Since the 1988 Supreme Court of Canada Morgentaler decision struck down the old hospital abortion committee law, there has been a legal vacuum on the subject of fetal rights. Moreover, the current unrestrained practice of abortion supersedes a number of recommendations contained in the 1989 report from the Law Reform Commission of Canada, Crimes Against the Fetus. Another Law Reform Commission report, on human biomedical experimentation, goes to the heart of the matter: “At what moment in the development of the product of conception are we dealing with a human being or a human person?”
There
is a troublesome aspect to the unwarranted aura of success that surrounds the
practice of fetal tissue transplantation.
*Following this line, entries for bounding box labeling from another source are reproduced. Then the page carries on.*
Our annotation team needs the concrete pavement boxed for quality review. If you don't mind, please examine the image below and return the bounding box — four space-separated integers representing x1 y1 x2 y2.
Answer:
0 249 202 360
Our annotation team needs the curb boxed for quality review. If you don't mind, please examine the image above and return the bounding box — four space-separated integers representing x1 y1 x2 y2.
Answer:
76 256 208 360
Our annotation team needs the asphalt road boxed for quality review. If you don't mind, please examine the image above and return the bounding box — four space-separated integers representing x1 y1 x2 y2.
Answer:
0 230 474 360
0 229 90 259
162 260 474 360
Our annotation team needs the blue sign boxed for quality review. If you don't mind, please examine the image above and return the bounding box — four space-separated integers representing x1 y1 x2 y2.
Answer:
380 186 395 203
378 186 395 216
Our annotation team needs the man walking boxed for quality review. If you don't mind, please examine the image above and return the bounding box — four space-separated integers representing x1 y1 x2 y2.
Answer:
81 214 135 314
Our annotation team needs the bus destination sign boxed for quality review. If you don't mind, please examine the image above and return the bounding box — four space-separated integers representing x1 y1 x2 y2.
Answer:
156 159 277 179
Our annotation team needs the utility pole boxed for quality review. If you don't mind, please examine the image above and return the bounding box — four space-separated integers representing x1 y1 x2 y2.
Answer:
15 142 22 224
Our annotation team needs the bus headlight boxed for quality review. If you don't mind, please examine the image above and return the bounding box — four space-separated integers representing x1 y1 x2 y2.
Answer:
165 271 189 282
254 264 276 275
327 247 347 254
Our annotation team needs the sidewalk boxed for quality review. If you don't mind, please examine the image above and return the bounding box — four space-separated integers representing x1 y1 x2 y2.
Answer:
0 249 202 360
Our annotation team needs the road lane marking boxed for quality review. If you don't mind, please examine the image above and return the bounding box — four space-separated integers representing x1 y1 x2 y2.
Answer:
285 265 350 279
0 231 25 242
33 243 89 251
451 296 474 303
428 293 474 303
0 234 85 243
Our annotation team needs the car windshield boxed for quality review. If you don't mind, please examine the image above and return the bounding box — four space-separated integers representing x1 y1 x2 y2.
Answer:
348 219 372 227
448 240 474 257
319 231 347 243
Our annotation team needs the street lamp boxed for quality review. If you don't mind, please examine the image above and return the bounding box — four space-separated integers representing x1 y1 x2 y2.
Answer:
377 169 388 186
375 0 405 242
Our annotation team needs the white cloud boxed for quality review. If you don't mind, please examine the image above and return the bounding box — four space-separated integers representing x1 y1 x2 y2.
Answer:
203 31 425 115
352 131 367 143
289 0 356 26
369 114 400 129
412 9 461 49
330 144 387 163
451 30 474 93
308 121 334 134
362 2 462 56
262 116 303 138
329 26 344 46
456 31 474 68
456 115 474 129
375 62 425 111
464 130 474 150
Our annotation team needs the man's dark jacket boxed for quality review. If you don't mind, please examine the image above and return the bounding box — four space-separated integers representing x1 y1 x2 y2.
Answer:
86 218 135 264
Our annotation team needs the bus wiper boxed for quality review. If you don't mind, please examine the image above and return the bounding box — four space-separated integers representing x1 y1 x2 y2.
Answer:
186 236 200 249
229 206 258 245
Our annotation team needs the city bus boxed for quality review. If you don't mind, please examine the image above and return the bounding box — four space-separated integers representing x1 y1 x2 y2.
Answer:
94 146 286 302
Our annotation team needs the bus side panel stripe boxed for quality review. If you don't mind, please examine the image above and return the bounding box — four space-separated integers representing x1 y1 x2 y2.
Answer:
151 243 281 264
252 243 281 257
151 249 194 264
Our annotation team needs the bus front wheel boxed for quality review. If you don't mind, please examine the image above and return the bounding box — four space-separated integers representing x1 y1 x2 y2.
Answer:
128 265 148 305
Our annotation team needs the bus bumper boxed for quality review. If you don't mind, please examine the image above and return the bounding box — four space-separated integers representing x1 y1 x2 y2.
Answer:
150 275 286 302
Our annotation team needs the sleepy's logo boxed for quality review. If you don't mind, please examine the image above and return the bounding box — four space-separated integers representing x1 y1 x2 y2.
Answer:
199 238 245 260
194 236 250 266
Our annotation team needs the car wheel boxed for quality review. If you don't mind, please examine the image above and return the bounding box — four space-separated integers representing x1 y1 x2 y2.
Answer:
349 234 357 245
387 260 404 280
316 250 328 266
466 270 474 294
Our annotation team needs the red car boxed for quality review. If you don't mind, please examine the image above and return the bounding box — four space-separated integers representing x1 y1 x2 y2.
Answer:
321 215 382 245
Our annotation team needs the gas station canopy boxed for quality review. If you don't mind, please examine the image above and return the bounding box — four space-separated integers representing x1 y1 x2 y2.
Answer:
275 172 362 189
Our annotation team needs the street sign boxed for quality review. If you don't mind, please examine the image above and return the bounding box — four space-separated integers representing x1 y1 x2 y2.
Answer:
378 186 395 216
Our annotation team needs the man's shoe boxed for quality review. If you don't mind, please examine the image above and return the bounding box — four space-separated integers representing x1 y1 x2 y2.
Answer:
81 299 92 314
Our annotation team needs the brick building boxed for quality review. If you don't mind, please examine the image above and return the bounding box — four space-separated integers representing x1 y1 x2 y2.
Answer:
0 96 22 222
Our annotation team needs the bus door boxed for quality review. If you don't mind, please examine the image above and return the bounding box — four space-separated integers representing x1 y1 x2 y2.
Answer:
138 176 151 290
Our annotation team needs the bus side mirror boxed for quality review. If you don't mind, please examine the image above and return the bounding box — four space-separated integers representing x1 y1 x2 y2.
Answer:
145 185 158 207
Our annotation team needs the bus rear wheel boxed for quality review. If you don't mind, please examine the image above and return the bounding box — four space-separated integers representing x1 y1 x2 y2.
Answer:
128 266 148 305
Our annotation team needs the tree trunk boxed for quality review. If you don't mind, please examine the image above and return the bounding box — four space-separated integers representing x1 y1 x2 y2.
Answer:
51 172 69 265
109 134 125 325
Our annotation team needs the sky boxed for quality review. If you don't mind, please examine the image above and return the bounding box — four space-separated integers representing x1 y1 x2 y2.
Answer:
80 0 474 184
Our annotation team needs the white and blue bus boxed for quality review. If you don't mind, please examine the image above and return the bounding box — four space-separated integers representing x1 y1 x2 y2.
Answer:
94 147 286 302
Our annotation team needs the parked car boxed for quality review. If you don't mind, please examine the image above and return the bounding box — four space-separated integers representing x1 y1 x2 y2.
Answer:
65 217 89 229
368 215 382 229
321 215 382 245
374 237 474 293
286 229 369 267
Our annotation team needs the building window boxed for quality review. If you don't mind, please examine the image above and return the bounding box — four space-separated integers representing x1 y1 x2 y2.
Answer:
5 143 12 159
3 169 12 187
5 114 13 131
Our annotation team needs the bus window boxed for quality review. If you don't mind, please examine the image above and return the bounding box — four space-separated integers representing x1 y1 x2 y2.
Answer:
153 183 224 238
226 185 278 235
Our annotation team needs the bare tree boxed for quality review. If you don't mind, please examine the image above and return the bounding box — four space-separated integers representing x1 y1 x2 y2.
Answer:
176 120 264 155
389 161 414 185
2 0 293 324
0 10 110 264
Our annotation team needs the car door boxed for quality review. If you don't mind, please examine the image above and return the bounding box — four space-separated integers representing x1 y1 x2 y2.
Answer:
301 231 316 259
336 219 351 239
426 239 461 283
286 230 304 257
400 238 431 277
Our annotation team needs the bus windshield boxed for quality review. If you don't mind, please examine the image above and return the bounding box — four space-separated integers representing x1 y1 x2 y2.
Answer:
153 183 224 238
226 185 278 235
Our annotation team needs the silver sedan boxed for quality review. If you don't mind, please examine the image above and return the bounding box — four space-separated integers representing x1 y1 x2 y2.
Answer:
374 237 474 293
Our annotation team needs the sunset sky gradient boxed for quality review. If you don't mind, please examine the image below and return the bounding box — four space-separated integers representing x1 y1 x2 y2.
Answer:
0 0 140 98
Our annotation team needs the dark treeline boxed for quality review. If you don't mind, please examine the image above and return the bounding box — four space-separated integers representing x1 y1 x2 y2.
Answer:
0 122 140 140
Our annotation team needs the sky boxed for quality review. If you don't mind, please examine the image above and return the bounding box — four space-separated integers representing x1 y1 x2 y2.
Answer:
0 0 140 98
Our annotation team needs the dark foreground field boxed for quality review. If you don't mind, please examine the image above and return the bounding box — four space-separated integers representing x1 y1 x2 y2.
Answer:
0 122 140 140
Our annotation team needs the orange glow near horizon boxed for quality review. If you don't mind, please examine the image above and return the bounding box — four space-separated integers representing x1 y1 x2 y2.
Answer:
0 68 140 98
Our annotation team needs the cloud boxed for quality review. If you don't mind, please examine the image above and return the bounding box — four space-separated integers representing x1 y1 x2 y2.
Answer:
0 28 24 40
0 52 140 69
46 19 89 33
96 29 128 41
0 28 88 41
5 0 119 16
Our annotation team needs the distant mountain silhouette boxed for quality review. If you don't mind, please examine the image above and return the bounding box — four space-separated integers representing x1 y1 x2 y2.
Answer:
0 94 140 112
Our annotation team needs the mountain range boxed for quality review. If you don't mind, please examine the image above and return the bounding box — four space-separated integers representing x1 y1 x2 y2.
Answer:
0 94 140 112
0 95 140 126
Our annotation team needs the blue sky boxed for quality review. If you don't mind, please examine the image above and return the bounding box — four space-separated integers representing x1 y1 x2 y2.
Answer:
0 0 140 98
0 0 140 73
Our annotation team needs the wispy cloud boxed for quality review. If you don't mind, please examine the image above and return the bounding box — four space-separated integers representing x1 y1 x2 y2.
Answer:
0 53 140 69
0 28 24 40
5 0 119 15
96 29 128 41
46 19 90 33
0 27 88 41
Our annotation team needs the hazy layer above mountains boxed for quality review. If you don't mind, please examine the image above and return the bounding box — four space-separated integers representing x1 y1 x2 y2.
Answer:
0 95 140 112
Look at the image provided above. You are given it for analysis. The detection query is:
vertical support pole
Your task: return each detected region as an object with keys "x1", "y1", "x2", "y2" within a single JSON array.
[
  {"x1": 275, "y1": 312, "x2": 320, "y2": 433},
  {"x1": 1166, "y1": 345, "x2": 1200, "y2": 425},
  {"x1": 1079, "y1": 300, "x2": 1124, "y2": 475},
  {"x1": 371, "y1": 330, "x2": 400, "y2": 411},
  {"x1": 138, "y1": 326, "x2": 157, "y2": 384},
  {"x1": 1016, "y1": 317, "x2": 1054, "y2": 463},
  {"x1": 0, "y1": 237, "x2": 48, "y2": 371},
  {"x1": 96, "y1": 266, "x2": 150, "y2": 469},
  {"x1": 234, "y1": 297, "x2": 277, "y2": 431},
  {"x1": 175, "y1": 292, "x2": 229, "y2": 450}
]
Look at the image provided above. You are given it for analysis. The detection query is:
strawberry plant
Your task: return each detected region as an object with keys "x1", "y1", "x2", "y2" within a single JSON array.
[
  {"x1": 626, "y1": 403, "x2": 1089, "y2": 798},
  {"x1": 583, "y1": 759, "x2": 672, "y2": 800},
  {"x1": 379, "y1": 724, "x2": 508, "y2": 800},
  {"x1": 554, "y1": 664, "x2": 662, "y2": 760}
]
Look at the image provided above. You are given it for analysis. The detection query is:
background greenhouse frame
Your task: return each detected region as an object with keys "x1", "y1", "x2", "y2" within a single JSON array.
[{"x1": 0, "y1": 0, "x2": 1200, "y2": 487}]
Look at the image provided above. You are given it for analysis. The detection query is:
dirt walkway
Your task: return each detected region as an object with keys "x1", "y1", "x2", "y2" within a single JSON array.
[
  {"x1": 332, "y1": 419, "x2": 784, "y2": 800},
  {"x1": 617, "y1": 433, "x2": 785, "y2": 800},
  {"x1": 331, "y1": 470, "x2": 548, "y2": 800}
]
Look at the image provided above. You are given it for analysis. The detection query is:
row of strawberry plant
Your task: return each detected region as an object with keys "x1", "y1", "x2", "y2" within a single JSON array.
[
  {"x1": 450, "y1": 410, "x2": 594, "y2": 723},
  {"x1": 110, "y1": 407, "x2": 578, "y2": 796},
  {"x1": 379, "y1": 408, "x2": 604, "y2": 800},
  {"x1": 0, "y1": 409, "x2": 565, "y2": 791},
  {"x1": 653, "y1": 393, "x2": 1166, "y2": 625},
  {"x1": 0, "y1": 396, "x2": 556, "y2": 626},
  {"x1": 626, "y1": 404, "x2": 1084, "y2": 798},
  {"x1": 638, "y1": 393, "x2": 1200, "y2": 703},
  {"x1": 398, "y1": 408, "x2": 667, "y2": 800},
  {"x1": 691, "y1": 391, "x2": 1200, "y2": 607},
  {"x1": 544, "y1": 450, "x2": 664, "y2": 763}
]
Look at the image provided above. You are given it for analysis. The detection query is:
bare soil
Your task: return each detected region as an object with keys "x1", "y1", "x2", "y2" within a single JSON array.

A 1995 survey by the Joint Centre for
Bioethics at the University of Toronto found that, among women who would
consider having an abortion, 17 percent would be
more likely to undergo an abortion if fetal tissue could be donated for
medical use. When one considers the current abortion rate of over 100,000 per
year in Canada, and 1.4 million per year in the U.S., the extra number of
abortions that may occur, based on a false premise, becomes a real public health
issue.
The
world of medical research may be passing by fetal tissue transplantation. It is
now over a decade since the experiments began and precious few advances have
occurred. On the other hand, new medications continue to be added to the armamentarium
in treating Parkinson’s disease and there are now two brain surgery
procedures, which do not require fetal tissue, that have been proven effective
at extending the functional longevity of patients with advanced Parkinson’s
disease. University of Toronto neurosurgeon Andres Lozano, in collaboration with
neurologist Anthony Lang, is recognized as a pioneer in the surgical techniques
of pallidotomy and deep brain stimulation.
Recently,
new hope and controversy has arisen with the potential use of implanted stem
cells. These primitive “pluripotent” cells, normally present in the human
embryo, are capable of being coaxed into developing along one of several cell
lines, including brain cells. The controversy has been over the need to use
aborted human embryos to retrieve these versatile cells. Yet even this ethical
dilemma may be averted, following the stunning recent reports that such stem
cells can be found, albeit in small numbers, within the tissues of adult humans.
Although much work needs to be done, some scientists now suspect that each
person may harbor all the cells he or she will ever need to re-grow or
rejuvenate ailing body parts.
Which goes to show that, given time, science will often find a way to advance, without the need to compromise human dignity in the interim.